Lost in a number: concealed heterogeneity within the sequential organ failure assessment (SOFA) score
Critical Care volume 28, Article number: 6 (2024)
To the editor:
Organ dysfunction scores  are used in critical care research to benchmark the risk of death in ICU populations and to explore potential heterogeneity of treatment effects in clinical trials. The SOFA score, an updatable organ dysfunction score made of six individual subscores, is used to define sepsis  and has been used in randomized clinical trials of sepsis and ARDS to define quantiles of risk to explore heterogeneity of the average treatment effect.
Implicit in the use of multiple organ dysfunction as a stratification method is the expectation that the approach will result in sub-populations that will be more homogeneous and share a similar prognosis. Unfortunately, this approach may not account for potential clinical and biologic heterogeneity. Such heterogeneity may dilute the predictive effect of grouping by a similar prognosis. Recent work has identified ICU subphenotypes using SOFA scores together with other biologic variables . More simply, a single SOFA score number contains multiple combinations of disparate organ dysfunctions. For example, a score of 6 has 426 subscore combinations, and 12 has 1751. This heterogeneity may conceal varied pathobiology leading to a similar prognosis in critical illness. To illustrate this potential, we explored the heterogeneity within groups of patients sharing a single SOFA score.

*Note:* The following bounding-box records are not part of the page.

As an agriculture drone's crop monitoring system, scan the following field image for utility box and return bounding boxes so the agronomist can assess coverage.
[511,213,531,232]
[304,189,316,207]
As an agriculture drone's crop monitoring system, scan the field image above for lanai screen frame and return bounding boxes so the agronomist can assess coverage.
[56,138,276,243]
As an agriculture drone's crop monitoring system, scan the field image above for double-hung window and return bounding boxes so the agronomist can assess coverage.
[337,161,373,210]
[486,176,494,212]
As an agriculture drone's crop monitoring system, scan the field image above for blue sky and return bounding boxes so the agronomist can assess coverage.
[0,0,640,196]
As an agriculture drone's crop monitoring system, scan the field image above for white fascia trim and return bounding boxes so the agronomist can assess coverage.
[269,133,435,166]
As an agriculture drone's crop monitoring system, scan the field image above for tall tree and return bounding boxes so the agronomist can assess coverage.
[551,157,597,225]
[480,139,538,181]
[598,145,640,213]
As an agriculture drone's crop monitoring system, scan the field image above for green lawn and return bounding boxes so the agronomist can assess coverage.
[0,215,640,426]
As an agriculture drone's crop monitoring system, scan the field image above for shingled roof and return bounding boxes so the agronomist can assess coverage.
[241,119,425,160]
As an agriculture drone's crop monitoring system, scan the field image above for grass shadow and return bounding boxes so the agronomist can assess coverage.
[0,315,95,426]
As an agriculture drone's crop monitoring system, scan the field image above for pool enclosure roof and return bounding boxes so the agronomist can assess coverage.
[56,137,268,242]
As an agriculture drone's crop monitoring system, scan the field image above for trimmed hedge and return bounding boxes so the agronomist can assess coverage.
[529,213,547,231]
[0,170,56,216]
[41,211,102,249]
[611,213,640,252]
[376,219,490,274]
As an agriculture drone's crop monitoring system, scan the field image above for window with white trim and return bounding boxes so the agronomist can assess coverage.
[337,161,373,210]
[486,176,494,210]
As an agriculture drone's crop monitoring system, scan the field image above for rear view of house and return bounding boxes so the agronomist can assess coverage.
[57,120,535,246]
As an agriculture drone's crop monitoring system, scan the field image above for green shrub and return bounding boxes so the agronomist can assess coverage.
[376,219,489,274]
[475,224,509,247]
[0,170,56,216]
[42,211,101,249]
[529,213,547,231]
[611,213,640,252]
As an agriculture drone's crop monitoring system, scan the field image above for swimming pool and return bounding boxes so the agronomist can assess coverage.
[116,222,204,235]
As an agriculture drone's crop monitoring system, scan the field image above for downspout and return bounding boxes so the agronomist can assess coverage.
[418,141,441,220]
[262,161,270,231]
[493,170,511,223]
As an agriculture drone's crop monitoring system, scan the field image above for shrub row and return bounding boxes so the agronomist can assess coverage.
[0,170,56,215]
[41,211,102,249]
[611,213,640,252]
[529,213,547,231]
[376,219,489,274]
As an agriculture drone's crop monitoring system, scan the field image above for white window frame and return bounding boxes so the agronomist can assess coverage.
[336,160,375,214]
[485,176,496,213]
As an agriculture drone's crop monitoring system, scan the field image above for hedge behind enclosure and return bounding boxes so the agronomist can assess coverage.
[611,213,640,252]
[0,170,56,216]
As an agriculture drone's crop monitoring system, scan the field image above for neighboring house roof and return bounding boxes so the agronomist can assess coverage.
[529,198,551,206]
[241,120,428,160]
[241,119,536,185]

We did a retrospective study using two data sources: a single-center ICU cohort, see supplemental methods for details, and the PETAL-ROSE multicenter randomized clinical trial of neuromuscular blockers for patients with ARDS . We identified patients by Sepsis-3 criteria  in the ICU cohort, and then, we explored the heterogeneity within patients sharing a day 1 SOFA score of 6, 9, and 12. To validate this heterogeneity in a more specific disease we explored a population with a non-neurologic SOFA score of 9 in the ARDS clinical trial.
Within each strata of patients sharing the same total SOFA score, we performed a clustering analysis to identify subphenotypes. We compared SOFA subscores components, demographics and other baseline factors across clusters in each strata to identify underlying biologic differences. We then compared 28-day mortality and markers accounting for duration of organ failure support.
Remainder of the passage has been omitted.